In such extreme cold, everything is different. There is no liquid water! It is true the air is so dry as in a hot desert. The sky is really blue and the frozen humidity flies as silver particles. Another interesting thing was that when I went out for a walk, I always had to buy new water bottles, because the bottles that I carried in my backpack used to freeze in two minutes.
Walking on the street
The city where I lived, Fairbanks, is really different. Despite being really small (35 thousand inhabitants), it has an incredible infrastructure. There are many department stores, huge markets and fast-food net, typical of the American lifestyle. Besides that, bars, pubs and cinemas make a cold night into a hot night. Not to mention UAF, a University with ten thousand students.
Vulcan pool: Gustavo P. Ortiz
I enjoyed every second of my stay in Fairbanks. When I wasn’t working or in the university, I used to walk around the city. Unforgettable places and facts: Boreal dawn, ice bar, volcanic pools, dog sled race, ice art championship, UAF ski trails, hockey games, Santa Claus House… ah! There was so much…
I went there with four Brazilians. It was perfect, because being in a small group made it easier to stay with our host family, which was one of the purposes of the exchange program. So, we were very well hosted. And I am certain that we left them with a good impression about Brazilians.
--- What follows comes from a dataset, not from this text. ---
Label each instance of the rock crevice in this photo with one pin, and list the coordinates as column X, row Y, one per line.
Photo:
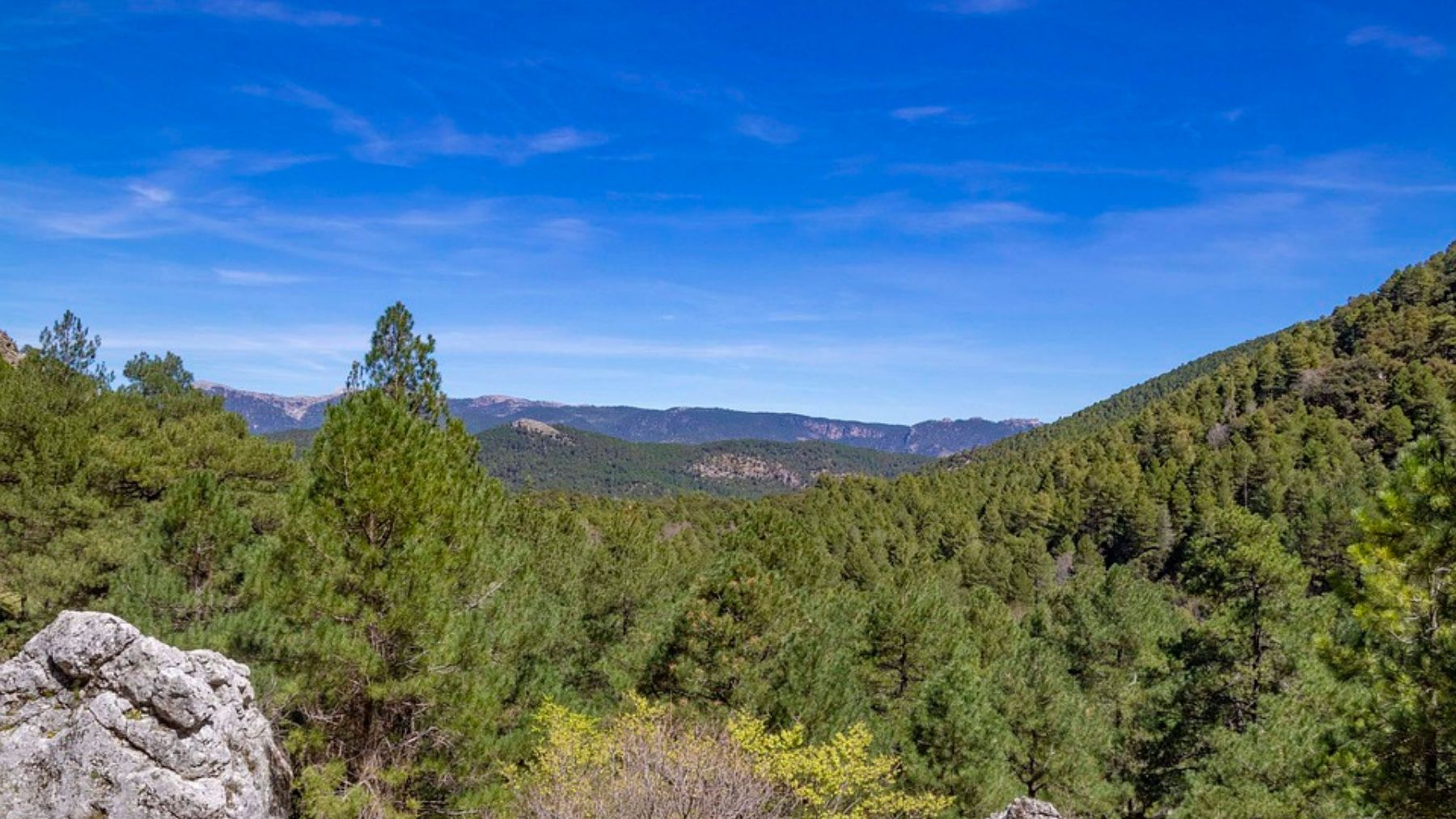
column 99, row 720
In the end, when I was really comfortable with the routine of Fairbanks, I realized how true were the words of a man in the airplane when I was coming: “Alaska has no fences.” The sensation of freedom is incomparable! The city is surrounded by woods.
I, a Brazilian, believed that I knew woods. I discovered that what we know in Brazil, going to the country side, is going to farms. Almost 100% of the rural areas in Brazil is agricultural. In the southeast we can see some parts of woods and in the north we have the Amazon. Besides that, we only have farms! Even Pantanal is almost full of farms!
So, the huge wild Alaska caught my attention! There, you can live in the middle of the woods, and have a Sears ten minutes away. You improve the natural life with a service package from the first world. With this great quality of life, the people who live there are different from the other Americans that live on “lower 48” (expression referring to the 48 states below Canada). They are not cold and biased as the average Americans. It was an incredible experience, because I found a wonderful place that showed me it is still worth fighting for the world!!